I. Der Antrag auf Zulassung der Berufung wird abgelehnt.
II. Die Klägerin trägt die Kosten des Zulassungsverfahrens. Der Beigeladene trägt seine außergerichtlichen Kosten selbst.
III. Der Streitwert für das Zulassungsverfahren wird auf 7.500 Euro festgesetzt.

Gründe

I.
Die Klägerin begehrt die Einziehung eines Grundstücks, das der Beigeladene dem öffentlichen Verkehr als Parkplatz zur Verfügung gestellt hat.

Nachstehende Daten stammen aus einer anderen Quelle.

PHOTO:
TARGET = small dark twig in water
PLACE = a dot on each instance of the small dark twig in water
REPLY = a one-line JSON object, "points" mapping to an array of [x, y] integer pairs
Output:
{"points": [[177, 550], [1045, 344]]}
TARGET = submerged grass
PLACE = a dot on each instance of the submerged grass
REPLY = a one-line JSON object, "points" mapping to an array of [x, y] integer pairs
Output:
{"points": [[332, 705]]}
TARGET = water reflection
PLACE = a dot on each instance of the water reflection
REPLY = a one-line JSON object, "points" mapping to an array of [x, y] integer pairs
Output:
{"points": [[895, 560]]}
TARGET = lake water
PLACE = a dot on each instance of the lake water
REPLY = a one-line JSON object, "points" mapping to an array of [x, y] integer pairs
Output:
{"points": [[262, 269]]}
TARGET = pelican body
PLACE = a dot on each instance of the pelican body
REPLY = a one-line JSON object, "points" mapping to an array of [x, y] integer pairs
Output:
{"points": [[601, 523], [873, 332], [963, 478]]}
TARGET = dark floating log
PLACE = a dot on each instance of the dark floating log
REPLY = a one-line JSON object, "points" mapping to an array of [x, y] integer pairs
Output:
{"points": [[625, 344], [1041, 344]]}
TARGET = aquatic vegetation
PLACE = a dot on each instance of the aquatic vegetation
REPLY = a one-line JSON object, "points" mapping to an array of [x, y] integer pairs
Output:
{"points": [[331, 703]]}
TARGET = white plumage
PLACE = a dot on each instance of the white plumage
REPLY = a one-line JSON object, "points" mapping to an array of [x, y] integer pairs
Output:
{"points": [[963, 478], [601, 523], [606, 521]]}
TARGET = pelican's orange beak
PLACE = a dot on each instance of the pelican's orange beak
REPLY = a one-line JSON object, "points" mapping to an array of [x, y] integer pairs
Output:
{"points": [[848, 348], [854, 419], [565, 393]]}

Die Klägerin ist Eigentümerin des Grundstücks FlNr. … der Gemarkung K* … im Gemeindegebiet des Beigeladenen, das mit einem von ihr nicht bewohnten Einfamilienhaus und einer Garage bebaut ist. Das Grundstück ist zugänglich über zwei Zufahrten von der Orts straße „A* …“ sowie über ein Tor vom angrenzenden Grundstück FlNr. …, das als öffentlicher Parkplatz genutzt wird. An der Grenze zwischen dem klägerischen Grundstück und dem Parkplatz befindet sich ein Maschendraht-Gartenzaun mit einer Hecke, die auf das gemeindliche Grundstück hinausragt. Der von dem Beigeladenen geforderte Rückschnitt dieser Hecke war bereits Anlass zu Schriftwechseln mit der Klägerin.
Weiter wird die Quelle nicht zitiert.